The subsequent plot function visualizes the density curve, setting various parameters like the title, x-axis label, color, and line width.
The polygon function fills the area under the density curve with the specified color, giving a shaded appearance to the plot.
The process is repeated for the subset where am is 1. The code calculates the density, plots it, and then uses the polygon function to shade the area under the curve.

In Appendix A3, we demonstrate how to draw overlapping PDFs on the same plot, using base R functions.

Cumulative Density Function (CDF) across one Category

In Appendix A4, we demonstrate how to draw a CDF, using base R functions

Box Plots across one Category

Visualizing Median using Box Plot – median weight of the cars broken down by cylinders (cyl=4,6,8)

boxplot(mpg~cyl,
        main = "Boxplot of Miles Per Gallon (mpg) by Cylinders",
        xlab = "Mileage (mpg)",
        ylab = "Cylinders (cyl)",
        col = c("skyblue"),
        horizontal = TRUE
        )

Discussion:

This code creates a visual representation of the distribution of miles per gallon (mpg) based on the number of cylinders (cyl), using the boxplot function from the base graphics package in R. down:
Data Input: The formula mpg ~ cyl instructs R to create separate boxplots for each unique value of cyl, with each boxplot representing the distribution of mpg values for that particular cylinder count.
Title Configuration: main specifies the title of the plot as “Boxplot of Miles Per Gallon (mpg) by Cylinders.”
Axis Labels: The labels for the x-axis and y-axis are set using xlab and ylab, respectively.

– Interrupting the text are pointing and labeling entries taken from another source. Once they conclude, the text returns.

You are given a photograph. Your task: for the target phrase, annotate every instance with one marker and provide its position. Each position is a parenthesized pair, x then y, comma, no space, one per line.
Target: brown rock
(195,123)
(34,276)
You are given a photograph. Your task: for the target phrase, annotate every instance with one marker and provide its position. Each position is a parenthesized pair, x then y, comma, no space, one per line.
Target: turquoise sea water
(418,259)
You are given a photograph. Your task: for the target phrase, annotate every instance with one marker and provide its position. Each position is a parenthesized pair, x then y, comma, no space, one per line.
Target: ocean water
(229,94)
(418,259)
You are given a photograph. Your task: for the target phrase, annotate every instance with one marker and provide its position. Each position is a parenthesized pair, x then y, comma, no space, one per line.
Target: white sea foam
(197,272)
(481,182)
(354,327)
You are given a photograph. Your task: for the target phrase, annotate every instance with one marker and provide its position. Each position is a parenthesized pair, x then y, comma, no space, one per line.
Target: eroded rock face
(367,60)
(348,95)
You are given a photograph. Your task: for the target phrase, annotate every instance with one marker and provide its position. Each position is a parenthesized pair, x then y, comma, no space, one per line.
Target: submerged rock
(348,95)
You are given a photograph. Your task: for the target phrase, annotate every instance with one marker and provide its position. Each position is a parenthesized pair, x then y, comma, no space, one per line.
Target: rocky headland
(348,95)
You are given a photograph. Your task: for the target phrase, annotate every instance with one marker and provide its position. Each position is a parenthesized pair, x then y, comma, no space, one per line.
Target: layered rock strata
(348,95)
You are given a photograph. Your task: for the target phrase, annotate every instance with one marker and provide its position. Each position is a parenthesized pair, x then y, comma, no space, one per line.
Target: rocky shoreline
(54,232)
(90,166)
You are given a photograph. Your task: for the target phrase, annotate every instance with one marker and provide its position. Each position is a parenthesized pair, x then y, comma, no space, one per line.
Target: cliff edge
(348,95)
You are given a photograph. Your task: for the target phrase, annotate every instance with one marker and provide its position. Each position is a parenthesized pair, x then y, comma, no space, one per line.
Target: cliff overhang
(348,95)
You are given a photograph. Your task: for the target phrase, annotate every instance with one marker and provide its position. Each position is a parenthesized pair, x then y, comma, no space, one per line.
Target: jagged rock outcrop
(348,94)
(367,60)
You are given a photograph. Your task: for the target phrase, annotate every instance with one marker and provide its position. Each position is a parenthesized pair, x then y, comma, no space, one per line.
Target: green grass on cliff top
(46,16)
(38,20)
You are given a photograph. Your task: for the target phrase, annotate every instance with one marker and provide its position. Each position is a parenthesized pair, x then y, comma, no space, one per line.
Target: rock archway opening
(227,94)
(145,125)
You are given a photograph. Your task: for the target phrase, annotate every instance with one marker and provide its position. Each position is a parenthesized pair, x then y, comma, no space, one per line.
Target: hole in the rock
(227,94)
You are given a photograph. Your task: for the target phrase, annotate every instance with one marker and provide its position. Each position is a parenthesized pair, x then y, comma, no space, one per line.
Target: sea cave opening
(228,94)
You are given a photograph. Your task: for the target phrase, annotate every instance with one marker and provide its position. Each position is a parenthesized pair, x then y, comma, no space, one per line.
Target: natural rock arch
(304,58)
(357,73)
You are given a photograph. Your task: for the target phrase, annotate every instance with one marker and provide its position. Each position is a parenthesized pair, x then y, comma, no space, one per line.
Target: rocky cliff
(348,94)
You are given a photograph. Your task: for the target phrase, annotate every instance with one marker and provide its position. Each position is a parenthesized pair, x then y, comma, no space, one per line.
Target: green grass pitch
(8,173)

Here, xlab labels the mileage (or mpg), while ylab labels the number of cylinders (cyl).
Color Choice: The col argument is set to “skyblue,” which colors the body of the boxplots in a light blue shade.
Orientation: By setting horizontal to TRUE, the boxplots are displayed in a horizontal orientation rather than the default vertical orientation.
In essence, we’re visualizing the variations in car mileage based on the number of cylinders using horizontal boxplots. This type of visualization helps in understanding the central tendency, spread, and potential outliers of mileage for different cylinder counts.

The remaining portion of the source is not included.